Jury still out on cardiovascular safety of prostate cancer treatments
European Society of Cardiology News Sep 01, 2021
The relative cardiovascular safety of different types of androgen deprivation therapy (ADT) for prostate cancer remains unresolved after the PRONOUNCE trial was terminated early. The late breaking research is presented in a Hot Line session today at ESC Congress 2021.
More than one million men are diagnosed with prostate cancer worldwide every year. These patients are at high risk of developing cardiovascular disease and are more likely to die from cardiovascular disease than their healthy peers.
Approximately 50% of all patients with prostate cancer will be prescribed ADT at some point in their illness. ADT has been associated with heart disease and stroke, particularly in men with pre-existing cardiovascular disease. However, it is unclear whether this is driven by the method of androgen deprivation – i.e. orchiectomy, testosterone antagonists, or modulation of the gonadotropin-releasing hormone (GnRH) receptor. Previous research has suggested that GnRH antagonists may be associated with a preferable cardiovascular safety profile.

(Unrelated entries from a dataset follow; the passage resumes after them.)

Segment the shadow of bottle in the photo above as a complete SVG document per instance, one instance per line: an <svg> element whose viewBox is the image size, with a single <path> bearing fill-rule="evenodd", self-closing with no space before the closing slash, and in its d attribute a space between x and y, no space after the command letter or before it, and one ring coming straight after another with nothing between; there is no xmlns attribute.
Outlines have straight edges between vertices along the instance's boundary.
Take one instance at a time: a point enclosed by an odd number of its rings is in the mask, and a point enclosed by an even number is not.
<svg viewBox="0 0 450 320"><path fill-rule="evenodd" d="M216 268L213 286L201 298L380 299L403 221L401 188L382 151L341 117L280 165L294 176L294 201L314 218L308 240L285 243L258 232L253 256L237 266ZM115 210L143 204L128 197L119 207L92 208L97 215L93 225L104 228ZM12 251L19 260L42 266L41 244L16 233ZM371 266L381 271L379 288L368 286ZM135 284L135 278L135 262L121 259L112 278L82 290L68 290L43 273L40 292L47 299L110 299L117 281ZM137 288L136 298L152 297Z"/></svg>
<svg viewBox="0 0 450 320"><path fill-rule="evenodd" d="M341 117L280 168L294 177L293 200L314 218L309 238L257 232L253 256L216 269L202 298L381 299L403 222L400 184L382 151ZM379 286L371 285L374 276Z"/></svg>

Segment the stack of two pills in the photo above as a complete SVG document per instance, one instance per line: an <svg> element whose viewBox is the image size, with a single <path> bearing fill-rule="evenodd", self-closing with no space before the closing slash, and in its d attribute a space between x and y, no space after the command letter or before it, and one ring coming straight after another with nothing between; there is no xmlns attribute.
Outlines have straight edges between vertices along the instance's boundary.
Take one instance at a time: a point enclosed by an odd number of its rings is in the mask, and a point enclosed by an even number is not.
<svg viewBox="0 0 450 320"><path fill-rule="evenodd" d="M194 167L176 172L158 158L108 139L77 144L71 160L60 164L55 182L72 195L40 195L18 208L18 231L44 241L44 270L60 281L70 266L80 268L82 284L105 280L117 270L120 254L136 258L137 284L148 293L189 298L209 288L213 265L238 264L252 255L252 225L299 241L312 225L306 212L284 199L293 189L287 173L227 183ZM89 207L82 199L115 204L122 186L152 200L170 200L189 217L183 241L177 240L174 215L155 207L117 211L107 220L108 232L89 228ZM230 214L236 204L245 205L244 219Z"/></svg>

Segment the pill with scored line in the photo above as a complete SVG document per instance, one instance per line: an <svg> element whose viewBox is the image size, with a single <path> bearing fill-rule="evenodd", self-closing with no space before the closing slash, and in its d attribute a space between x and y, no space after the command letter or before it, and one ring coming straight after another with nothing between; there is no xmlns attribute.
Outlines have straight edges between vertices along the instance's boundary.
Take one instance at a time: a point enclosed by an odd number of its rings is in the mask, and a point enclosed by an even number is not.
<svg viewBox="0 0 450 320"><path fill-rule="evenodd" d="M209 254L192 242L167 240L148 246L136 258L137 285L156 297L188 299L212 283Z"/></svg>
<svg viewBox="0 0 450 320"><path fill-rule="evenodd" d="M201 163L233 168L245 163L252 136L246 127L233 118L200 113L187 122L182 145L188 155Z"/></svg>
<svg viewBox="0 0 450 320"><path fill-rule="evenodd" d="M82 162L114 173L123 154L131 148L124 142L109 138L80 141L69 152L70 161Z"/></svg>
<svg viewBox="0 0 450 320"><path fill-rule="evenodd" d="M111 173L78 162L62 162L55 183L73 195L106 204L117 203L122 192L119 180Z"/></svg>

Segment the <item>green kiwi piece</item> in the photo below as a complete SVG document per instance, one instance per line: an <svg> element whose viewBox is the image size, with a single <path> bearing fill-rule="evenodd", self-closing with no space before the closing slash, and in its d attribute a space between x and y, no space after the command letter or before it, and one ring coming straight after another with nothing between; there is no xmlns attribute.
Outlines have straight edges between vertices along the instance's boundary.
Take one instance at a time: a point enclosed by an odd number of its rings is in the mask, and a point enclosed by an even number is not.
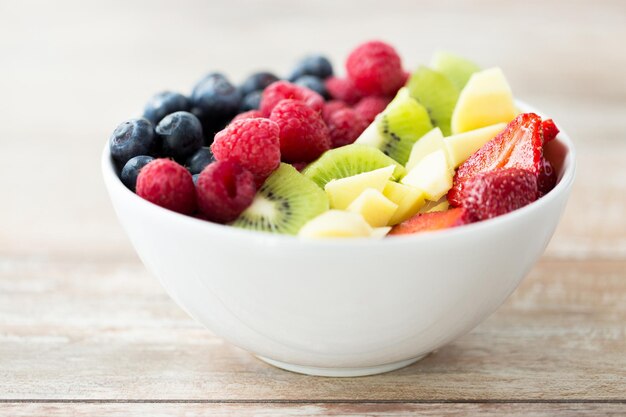
<svg viewBox="0 0 626 417"><path fill-rule="evenodd" d="M472 74L481 69L472 61L445 51L433 55L430 67L448 77L459 91L465 87Z"/></svg>
<svg viewBox="0 0 626 417"><path fill-rule="evenodd" d="M328 196L289 164L270 175L254 201L232 223L235 227L295 235L309 220L328 210Z"/></svg>
<svg viewBox="0 0 626 417"><path fill-rule="evenodd" d="M351 177L363 172L373 171L395 165L393 177L397 180L406 174L404 167L380 150L369 146L353 143L324 152L324 154L307 166L302 173L313 180L322 189L330 180Z"/></svg>
<svg viewBox="0 0 626 417"><path fill-rule="evenodd" d="M426 107L433 124L444 136L450 136L450 120L459 99L459 89L452 81L438 71L419 67L409 78L407 88L411 97Z"/></svg>
<svg viewBox="0 0 626 417"><path fill-rule="evenodd" d="M426 108L412 98L406 88L401 88L356 143L374 146L404 165L413 144L432 129Z"/></svg>

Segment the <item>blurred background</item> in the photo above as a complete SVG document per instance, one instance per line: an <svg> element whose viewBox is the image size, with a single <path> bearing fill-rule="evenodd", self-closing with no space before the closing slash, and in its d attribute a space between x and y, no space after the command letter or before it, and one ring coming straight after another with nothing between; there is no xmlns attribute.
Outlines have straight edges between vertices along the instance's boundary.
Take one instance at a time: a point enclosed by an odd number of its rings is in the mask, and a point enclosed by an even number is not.
<svg viewBox="0 0 626 417"><path fill-rule="evenodd" d="M501 66L578 146L548 255L623 257L625 28L623 0L0 0L0 255L134 259L100 175L118 123L209 71L239 83L321 52L341 74L354 46L381 39L407 69L438 49Z"/></svg>

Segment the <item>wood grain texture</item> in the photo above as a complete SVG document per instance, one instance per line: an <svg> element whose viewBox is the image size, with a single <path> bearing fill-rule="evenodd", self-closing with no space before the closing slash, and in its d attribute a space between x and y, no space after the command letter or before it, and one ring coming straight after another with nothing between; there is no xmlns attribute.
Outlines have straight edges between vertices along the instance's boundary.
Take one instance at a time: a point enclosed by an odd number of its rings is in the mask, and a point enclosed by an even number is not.
<svg viewBox="0 0 626 417"><path fill-rule="evenodd" d="M408 68L441 48L501 66L570 133L577 180L543 260L474 331L385 375L296 375L173 304L99 155L156 91L309 51L341 74L371 38ZM626 415L624 39L622 0L0 0L0 415Z"/></svg>
<svg viewBox="0 0 626 417"><path fill-rule="evenodd" d="M624 404L0 404L11 417L72 415L127 417L439 416L598 417L624 416Z"/></svg>
<svg viewBox="0 0 626 417"><path fill-rule="evenodd" d="M4 262L0 399L626 400L626 262L543 261L491 318L408 368L313 378L186 317L136 263Z"/></svg>

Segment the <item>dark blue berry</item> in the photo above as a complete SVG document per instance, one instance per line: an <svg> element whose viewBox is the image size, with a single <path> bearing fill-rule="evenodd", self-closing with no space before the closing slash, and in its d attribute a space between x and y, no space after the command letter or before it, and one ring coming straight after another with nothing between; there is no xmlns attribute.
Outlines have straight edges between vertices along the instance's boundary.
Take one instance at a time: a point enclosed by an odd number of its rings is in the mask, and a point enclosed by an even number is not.
<svg viewBox="0 0 626 417"><path fill-rule="evenodd" d="M143 117L157 125L161 119L170 113L188 111L189 100L180 93L163 91L153 95L143 109Z"/></svg>
<svg viewBox="0 0 626 417"><path fill-rule="evenodd" d="M202 125L196 116L186 111L168 114L156 127L163 156L184 161L204 143Z"/></svg>
<svg viewBox="0 0 626 417"><path fill-rule="evenodd" d="M150 154L155 135L152 123L146 119L130 119L120 124L109 138L109 149L118 167L132 157Z"/></svg>
<svg viewBox="0 0 626 417"><path fill-rule="evenodd" d="M239 106L239 111L243 113L244 111L248 110L257 110L261 105L262 95L263 92L260 90L246 94L241 100L241 106Z"/></svg>
<svg viewBox="0 0 626 417"><path fill-rule="evenodd" d="M333 75L333 66L328 58L322 55L309 55L296 64L287 79L293 82L303 75L314 75L324 80Z"/></svg>
<svg viewBox="0 0 626 417"><path fill-rule="evenodd" d="M191 179L193 180L194 185L198 183L198 178L200 178L200 174L193 174Z"/></svg>
<svg viewBox="0 0 626 417"><path fill-rule="evenodd" d="M191 104L201 119L232 118L239 110L241 92L221 74L209 74L193 89Z"/></svg>
<svg viewBox="0 0 626 417"><path fill-rule="evenodd" d="M154 158L147 155L139 155L134 158L130 158L124 165L124 168L122 168L122 173L120 174L120 178L122 179L124 185L130 190L135 191L139 171L151 161L154 161Z"/></svg>
<svg viewBox="0 0 626 417"><path fill-rule="evenodd" d="M265 90L265 87L278 81L278 77L271 72L257 72L246 78L239 86L241 95L245 96L256 90Z"/></svg>
<svg viewBox="0 0 626 417"><path fill-rule="evenodd" d="M324 81L314 75L303 75L302 77L294 81L294 84L301 85L302 87L313 90L327 100L329 98L328 91L326 90L326 86L324 85Z"/></svg>
<svg viewBox="0 0 626 417"><path fill-rule="evenodd" d="M187 159L185 165L187 166L189 172L191 172L192 174L199 174L207 165L209 165L213 161L215 161L215 158L213 157L211 149L203 147L198 149L196 153L191 155L189 159Z"/></svg>
<svg viewBox="0 0 626 417"><path fill-rule="evenodd" d="M210 80L226 80L226 81L228 81L228 78L226 78L226 76L224 74L222 74L221 72L209 72L208 74L206 74L204 77L202 77L200 79L200 81L198 81L193 86L193 90L191 92L191 97L195 96L198 93L198 91L202 87L202 84L204 84L205 82L210 81Z"/></svg>

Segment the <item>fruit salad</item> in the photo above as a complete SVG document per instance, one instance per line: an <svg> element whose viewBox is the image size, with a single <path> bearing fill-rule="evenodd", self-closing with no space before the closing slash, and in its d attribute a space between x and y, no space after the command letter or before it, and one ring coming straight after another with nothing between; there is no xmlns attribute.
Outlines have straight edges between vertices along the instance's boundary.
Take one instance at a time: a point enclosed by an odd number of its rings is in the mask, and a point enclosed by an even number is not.
<svg viewBox="0 0 626 417"><path fill-rule="evenodd" d="M165 91L109 139L140 197L209 222L302 239L383 238L509 213L548 193L559 130L521 113L499 68L439 52L408 72L389 44L321 55L238 86Z"/></svg>

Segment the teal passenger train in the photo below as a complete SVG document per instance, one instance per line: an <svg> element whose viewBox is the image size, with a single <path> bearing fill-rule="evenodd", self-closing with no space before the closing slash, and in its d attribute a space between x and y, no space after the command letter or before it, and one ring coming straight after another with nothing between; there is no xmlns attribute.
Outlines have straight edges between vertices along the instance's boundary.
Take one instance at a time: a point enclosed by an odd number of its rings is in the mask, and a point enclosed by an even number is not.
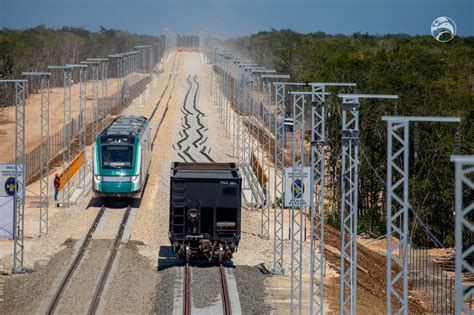
<svg viewBox="0 0 474 315"><path fill-rule="evenodd" d="M149 120L119 116L93 145L94 194L103 199L133 198L141 194L151 162Z"/></svg>

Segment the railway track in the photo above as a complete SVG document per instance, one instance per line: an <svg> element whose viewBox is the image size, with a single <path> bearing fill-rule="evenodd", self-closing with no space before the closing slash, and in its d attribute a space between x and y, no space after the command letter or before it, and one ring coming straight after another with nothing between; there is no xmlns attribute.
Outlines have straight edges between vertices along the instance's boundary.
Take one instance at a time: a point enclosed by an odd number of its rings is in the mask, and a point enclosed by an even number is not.
<svg viewBox="0 0 474 315"><path fill-rule="evenodd" d="M89 311L88 314L95 314L97 311L97 307L100 302L100 298L103 292L103 289L105 287L105 284L107 283L108 276L110 274L110 270L114 264L115 257L117 255L118 249L120 247L120 242L123 236L123 232L125 230L125 226L128 222L128 218L130 216L130 211L132 208L132 204L130 203L123 215L121 224L119 226L119 229L116 233L115 239L114 239L114 245L113 248L109 254L109 257L107 259L107 262L103 268L103 271L101 273L99 282L97 284L97 287L94 291L94 295L92 298L92 302L89 305ZM99 212L97 213L94 221L92 222L92 225L90 226L89 230L87 231L87 234L82 241L81 246L79 247L79 251L77 252L76 256L73 259L72 264L69 266L68 270L66 271L66 275L63 277L61 280L56 292L53 295L53 298L48 306L48 309L46 311L47 314L51 315L54 314L58 305L61 302L61 297L63 296L63 293L65 292L66 288L68 287L69 283L71 282L72 277L74 276L77 267L80 265L82 258L84 257L84 254L86 253L87 249L89 248L89 245L91 243L92 237L94 235L94 232L99 225L100 220L102 219L104 212L106 210L105 206L102 206L99 209Z"/></svg>
<svg viewBox="0 0 474 315"><path fill-rule="evenodd" d="M155 142L155 139L158 135L158 131L160 129L160 126L161 126L161 124L162 124L162 122L163 122L163 120L166 116L170 100L172 99L174 90L176 88L176 80L177 80L177 76L178 76L177 71L179 69L179 65L180 65L180 56L178 54L176 54L174 56L173 66L172 66L172 70L169 74L167 84L166 84L166 86L163 90L163 93L161 94L161 96L160 96L160 98L159 98L152 114L150 115L150 120L151 120L155 116L155 114L158 110L158 107L160 106L161 102L163 101L163 98L165 97L167 91L170 89L170 84L171 84L171 82L174 78L174 81L173 81L173 84L172 84L172 87L171 87L171 90L170 90L170 94L169 94L169 97L168 97L166 105L165 105L166 106L165 111L163 112L161 120L159 121L158 126L156 128L155 135L153 137L152 146L153 146L153 144ZM122 237L123 237L123 233L125 231L125 226L127 225L128 219L130 217L131 209L132 209L132 203L130 203L127 206L127 208L124 212L124 215L122 217L121 223L119 225L119 228L118 228L117 233L115 235L115 239L113 241L113 247L112 247L112 249L110 251L110 254L107 258L105 266L102 269L99 281L98 281L97 286L94 290L92 301L89 305L88 314L96 314L97 309L100 305L102 293L104 291L105 285L106 285L107 280L108 280L109 275L110 275L110 271L111 271L112 266L114 264L117 253L119 251L120 243L121 243L121 240L122 240ZM82 244L79 248L78 253L74 257L72 264L69 266L68 270L66 271L65 276L61 280L60 285L58 286L56 292L53 295L53 298L52 298L50 304L48 305L48 309L47 309L47 312L46 312L47 314L54 314L55 311L57 310L57 307L58 307L58 305L60 304L60 301L61 301L61 297L63 296L63 293L65 292L66 288L68 287L68 284L71 282L71 279L73 278L78 266L80 265L80 263L82 261L82 258L84 257L84 254L86 253L87 249L89 248L89 245L91 243L94 232L96 231L96 228L99 225L99 223L100 223L100 221L101 221L101 219L104 215L105 210L106 210L105 206L102 206L99 209L99 212L97 213L96 217L94 218L94 221L92 222L92 225L90 226L84 240L82 241Z"/></svg>
<svg viewBox="0 0 474 315"><path fill-rule="evenodd" d="M177 69L174 70L175 65L176 65L176 59L178 59L178 67L177 67L177 68L179 68L179 61L180 61L180 58L179 58L179 56L176 54L176 55L174 55L174 58L173 58L173 66L171 67L170 74L168 75L168 81L166 82L165 88L163 89L163 93L161 93L160 98L158 99L158 102L156 103L155 109L153 110L153 112L152 112L151 115L150 115L150 120L153 119L153 117L155 116L156 111L158 110L158 107L160 106L160 103L161 103L161 101L163 100L163 97L165 96L166 91L168 90L169 84L170 84L170 82L171 82L171 78L173 77L173 75L176 76L176 71L177 71ZM173 71L173 70L174 70L174 71Z"/></svg>
<svg viewBox="0 0 474 315"><path fill-rule="evenodd" d="M219 264L219 287L222 300L222 314L231 315L231 300L227 285L227 276L223 264ZM183 279L183 315L191 315L191 267L189 263L184 265Z"/></svg>
<svg viewBox="0 0 474 315"><path fill-rule="evenodd" d="M178 53L180 54L180 53ZM169 103L171 101L171 99L173 98L173 93L174 93L174 90L176 89L176 80L178 79L178 70L179 70L179 65L180 65L180 55L178 57L176 57L177 55L175 55L175 59L173 61L173 66L171 68L171 72L170 72L170 75L168 77L168 82L166 83L166 87L165 89L163 90L163 93L161 93L161 96L160 96L160 99L158 100L157 104L156 104L156 107L155 109L153 110L153 113L150 115L150 120L153 118L153 116L155 115L156 113L156 110L158 109L158 107L160 106L162 100L163 100L163 97L166 93L166 91L168 90L168 87L169 87L169 84L171 82L171 78L172 78L172 75L174 75L174 81L173 81L173 86L171 88L171 91L170 91L170 94L169 94L169 97L168 97L168 100L166 101L166 105L165 105L165 110L163 112L163 115L161 116L161 119L160 119L160 122L158 123L158 126L156 127L156 131L155 131L155 135L153 136L153 140L151 142L151 148L153 150L153 147L155 145L155 140L156 140L156 137L158 136L158 131L160 130L160 127L161 127L161 124L163 123L163 120L165 119L166 117L166 113L168 113L168 107L169 107ZM176 58L178 59L178 63L176 64ZM176 64L176 69L175 69L175 64ZM175 70L174 70L175 69Z"/></svg>
<svg viewBox="0 0 474 315"><path fill-rule="evenodd" d="M119 250L120 243L123 237L123 232L125 231L125 226L127 225L131 210L132 210L132 205L130 204L125 210L125 213L122 218L122 222L120 223L119 229L117 231L117 235L115 236L114 247L112 248L109 258L107 259L107 263L105 264L105 267L100 276L99 285L96 287L96 290L94 292L92 302L89 306L89 311L88 311L89 314L95 314L97 312L97 308L99 307L99 303L100 303L100 298L102 296L102 292L104 291L105 284L107 283L107 279L109 277L110 270L112 269L112 265L114 264L115 257L117 256L117 252Z"/></svg>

PRONOUNCE was the first randomised clinical trial to prospectively compare the cardiovascular safety of a GnRH antagonist versus GnRH agonist in patients with prostate cancer. This was also the first interdisciplinary, multinational cardio-oncology outcomes-based trial that has involved close collaboration between urologists, oncologists and cardiologists.
The trial was initially designed to enrol 900 men with prostate cancer and concomitant atherosclerotic cardiovascular disease. Participants were randomised 1:1 to the GnRH antagonist degarelix or the GnRH agonist leuprolide for 12 months. The primary outcome was the time to first occurrence of a major adverse cardiovascular event (MACE), defined as a composite of death, myocardial infarction or stroke through 12 months.
Enrolment was slower than anticipated and the trial was terminated prematurely with fewer than half of the planned 66 endpoint events in 545 randomised patients.
The analysis included 545 men with an average age of 73.2 years. At 12 months, no statistically significant difference in the rate of MACE was observed between patients treated with degarelix compared with those treated with leuprolide. There were 15 (5.5%) and 11 (4.1%) primary endpoint events in the degarelix and leuprolide groups, respectively (p=0.53).
Principal investigator Professor Renato Lopes of Duke University Medical Center, Durham, US said: “PRONOUNCE is the first, international, randomised clinical trial to prospectively compare the cardiovascular safety of a GnRH antagonist and a GnRH agonist in patients with prostate cancer. The study was terminated prematurely due to smaller than planned numbers of participants and events and no difference in MACE at one year between patients assigned to degarelix or leuprolide was observed. Thus, the relative cardiovascular safety of GnRH antagonists and agonists remains unresolved. There is an ongoing need to understand the cardiovascular effects of oncological treatments as cancer survivorship increases and competing non-cancer death becomes more likely.”
He concluded: “PRONOUNCE provides a model for the interdisciplinary collaboration between oncologists and cardiologists with a shared goal of evaluating the impact of cancer therapies on cardiovascular outcomes.”